Pois bem. Esse deus alienígena com pretensões quase sempre nababescas e preferência por obras faraônicas também opera ações miraculosas com a finalidade de garantir uma vida mais agradável segundo os padrões prescritos nas tábuas das crenças, padrões esses criados sem a necessária consulta aos seguidores. Ou alguém se recorda de haver opinado sobre o teor dos dez mandamentos? Definitivamente, os credos não se dão bem com o escrutínio popular nos moldes democráticos.

Logo, o princípio ativo de qualquer religião é o mesmo, qual seja: agente externo superpoderoso decide (os motivos variam segundo a filiação) instituir uma civilização baseada em usos e costumes pré-definidos. Para tanto, recorre à força, ao poder do convencimento, às armas de lasers, a golpes de judô ou ao amor. Não importam os métodos: a finalidade é igual.

Esse mesmo deus tratará de estabelecer um conjunto de metas a serem cumpridas. Céu e inferno, por exemplo, cumprem, nesse amplo projeto divino, funções similares às do plano de cargos, carreiras e salários em uma empresa.

A diferença é que a empresa capitaneada por esse ente não-humano abarca praticamente tudo: a Terra, as estrelas, o mar, o infinito. Uma empresa secular, quando muito, tem seu raio de ação ampliado a todos os continentes em que se divide o planeta, e isso é somente pó de estrelas se comparado ao alcance da multigaláctica (multidimensional) firma divina. 

A par das regras do reality, e plenamente satisfeitos com a possibilidade de alçarmos vôos mais ousados, obtendo posições hierarquicamente mais interessantes na cadeia de mando da fé, partimos para o ataque. Traçamos um roteiro de missões cujo objetivo final é o mesmo em praticamente todas as religiões: superadas as contingências do agora, nos concentrarmos na virtual felicidade a ser conquistada quando, ao cabo de uma vida inteira de ascese soft, colocarmos os pés nessa plataforma idílica chamada Paraíso (pós-morte ou não).

Ora, com uma ou outra diferença, a Cientologia premia os seus fiéis com recompensas em quase tudo similares às das religiões de massa. A ciência dos famosos, como é pejorativamente conhecida, também é enganosa a ponto de rogar para si o direito de se considerar séria. 

Vale perguntar: em que medida (havia jurado nunca mais na vida começar uma pergunta com "Em que medida...", mas agora é tarde) - em que medida Maomé, Jesus Cristo e outros protagonistas dos roteiros monoteístas parecem mais verossímeis que as personagens bizarras dessa afiliação prezada por astros de Hollywood?

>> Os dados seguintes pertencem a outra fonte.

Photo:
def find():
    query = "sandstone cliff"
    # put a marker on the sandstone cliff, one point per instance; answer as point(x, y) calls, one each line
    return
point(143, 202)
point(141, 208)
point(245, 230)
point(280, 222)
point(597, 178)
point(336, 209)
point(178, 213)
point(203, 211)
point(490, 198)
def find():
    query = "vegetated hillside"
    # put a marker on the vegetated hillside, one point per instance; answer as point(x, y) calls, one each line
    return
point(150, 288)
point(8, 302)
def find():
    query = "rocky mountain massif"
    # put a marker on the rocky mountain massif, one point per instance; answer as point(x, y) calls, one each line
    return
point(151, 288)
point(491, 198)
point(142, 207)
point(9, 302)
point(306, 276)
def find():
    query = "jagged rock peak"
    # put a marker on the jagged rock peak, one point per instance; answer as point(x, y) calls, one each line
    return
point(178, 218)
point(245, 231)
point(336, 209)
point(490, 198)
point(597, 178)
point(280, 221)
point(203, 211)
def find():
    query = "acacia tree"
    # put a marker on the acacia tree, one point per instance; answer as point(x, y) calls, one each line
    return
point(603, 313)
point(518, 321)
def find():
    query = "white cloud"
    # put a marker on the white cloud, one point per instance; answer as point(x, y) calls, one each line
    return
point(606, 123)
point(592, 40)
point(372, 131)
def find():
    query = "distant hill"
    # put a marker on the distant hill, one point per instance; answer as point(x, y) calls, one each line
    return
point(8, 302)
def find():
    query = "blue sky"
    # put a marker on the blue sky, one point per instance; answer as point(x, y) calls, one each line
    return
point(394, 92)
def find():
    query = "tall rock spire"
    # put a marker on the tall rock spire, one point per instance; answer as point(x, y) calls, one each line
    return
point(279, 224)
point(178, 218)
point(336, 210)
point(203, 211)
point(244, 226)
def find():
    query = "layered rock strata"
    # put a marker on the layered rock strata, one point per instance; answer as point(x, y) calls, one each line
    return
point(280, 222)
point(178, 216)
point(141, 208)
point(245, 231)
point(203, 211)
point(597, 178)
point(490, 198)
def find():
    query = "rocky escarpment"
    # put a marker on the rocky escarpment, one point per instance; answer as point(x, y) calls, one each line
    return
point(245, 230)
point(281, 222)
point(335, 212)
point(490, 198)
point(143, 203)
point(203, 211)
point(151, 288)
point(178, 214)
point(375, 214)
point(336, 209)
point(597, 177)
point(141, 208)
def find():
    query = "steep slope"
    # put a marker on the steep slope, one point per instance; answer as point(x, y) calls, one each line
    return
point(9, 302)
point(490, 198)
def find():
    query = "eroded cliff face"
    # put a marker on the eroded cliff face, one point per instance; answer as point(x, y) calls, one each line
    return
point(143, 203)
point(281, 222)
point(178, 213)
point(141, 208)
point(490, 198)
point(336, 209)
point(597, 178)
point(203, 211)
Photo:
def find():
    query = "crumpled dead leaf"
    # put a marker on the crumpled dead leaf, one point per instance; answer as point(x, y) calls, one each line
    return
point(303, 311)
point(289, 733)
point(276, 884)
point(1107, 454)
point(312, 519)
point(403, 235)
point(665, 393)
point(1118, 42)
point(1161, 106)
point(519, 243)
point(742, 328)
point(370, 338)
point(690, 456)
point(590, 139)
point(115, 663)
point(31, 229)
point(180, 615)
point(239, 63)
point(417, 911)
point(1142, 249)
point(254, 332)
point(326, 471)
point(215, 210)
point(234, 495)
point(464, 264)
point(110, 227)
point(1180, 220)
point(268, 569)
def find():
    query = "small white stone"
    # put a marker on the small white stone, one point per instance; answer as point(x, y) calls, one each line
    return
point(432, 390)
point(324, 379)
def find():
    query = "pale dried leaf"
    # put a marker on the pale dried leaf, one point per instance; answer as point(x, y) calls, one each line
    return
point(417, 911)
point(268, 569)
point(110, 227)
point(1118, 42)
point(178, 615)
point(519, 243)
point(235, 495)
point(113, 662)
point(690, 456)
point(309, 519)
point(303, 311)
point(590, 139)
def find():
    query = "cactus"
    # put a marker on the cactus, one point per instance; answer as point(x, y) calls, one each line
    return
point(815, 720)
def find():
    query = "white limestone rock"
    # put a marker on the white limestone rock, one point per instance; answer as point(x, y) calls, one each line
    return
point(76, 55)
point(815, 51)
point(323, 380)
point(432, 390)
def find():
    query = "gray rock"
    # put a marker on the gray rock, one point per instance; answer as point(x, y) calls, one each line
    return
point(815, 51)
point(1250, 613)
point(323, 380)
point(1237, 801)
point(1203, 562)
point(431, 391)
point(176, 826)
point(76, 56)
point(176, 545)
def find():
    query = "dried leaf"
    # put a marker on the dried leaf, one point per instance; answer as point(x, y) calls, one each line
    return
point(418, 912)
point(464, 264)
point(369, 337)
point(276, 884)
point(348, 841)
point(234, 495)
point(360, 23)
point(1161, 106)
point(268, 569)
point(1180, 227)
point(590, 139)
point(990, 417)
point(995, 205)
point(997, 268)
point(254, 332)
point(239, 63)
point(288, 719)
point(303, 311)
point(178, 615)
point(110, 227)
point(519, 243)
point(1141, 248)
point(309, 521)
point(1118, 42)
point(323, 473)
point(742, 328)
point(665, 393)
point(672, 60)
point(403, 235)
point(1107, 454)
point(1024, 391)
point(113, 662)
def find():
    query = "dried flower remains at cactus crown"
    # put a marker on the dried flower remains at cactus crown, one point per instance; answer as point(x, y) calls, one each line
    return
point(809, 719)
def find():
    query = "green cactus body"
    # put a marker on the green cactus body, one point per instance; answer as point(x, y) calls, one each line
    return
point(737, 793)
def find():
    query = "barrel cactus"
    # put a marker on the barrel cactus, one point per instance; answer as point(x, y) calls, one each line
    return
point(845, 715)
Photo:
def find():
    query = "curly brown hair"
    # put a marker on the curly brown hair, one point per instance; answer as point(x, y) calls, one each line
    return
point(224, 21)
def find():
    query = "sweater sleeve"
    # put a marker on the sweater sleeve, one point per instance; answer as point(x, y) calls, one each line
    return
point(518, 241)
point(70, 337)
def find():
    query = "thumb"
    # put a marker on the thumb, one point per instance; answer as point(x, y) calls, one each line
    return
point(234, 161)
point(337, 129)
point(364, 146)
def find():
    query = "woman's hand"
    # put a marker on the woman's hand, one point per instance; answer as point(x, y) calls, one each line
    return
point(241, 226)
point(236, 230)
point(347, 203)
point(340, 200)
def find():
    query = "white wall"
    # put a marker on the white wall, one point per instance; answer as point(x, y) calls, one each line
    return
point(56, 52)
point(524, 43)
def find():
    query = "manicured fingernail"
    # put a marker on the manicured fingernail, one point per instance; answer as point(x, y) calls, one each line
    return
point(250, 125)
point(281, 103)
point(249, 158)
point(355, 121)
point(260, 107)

Comentário: não deixa de ser cômico o fato de que parte considerável da imprensa consiga rir dos aspectos caricatos da Cientologia, inegáveis em seu vasto panteão de esquisitices, e, ao mesmo tempo, achar normal o milagre da multiplicação dos peixes, a cura da cegueira com saliva, a volta de Lázaro à vida e a ressurreição após três dias. Ou as virgens do profeta. Ou a circularidade do espírito.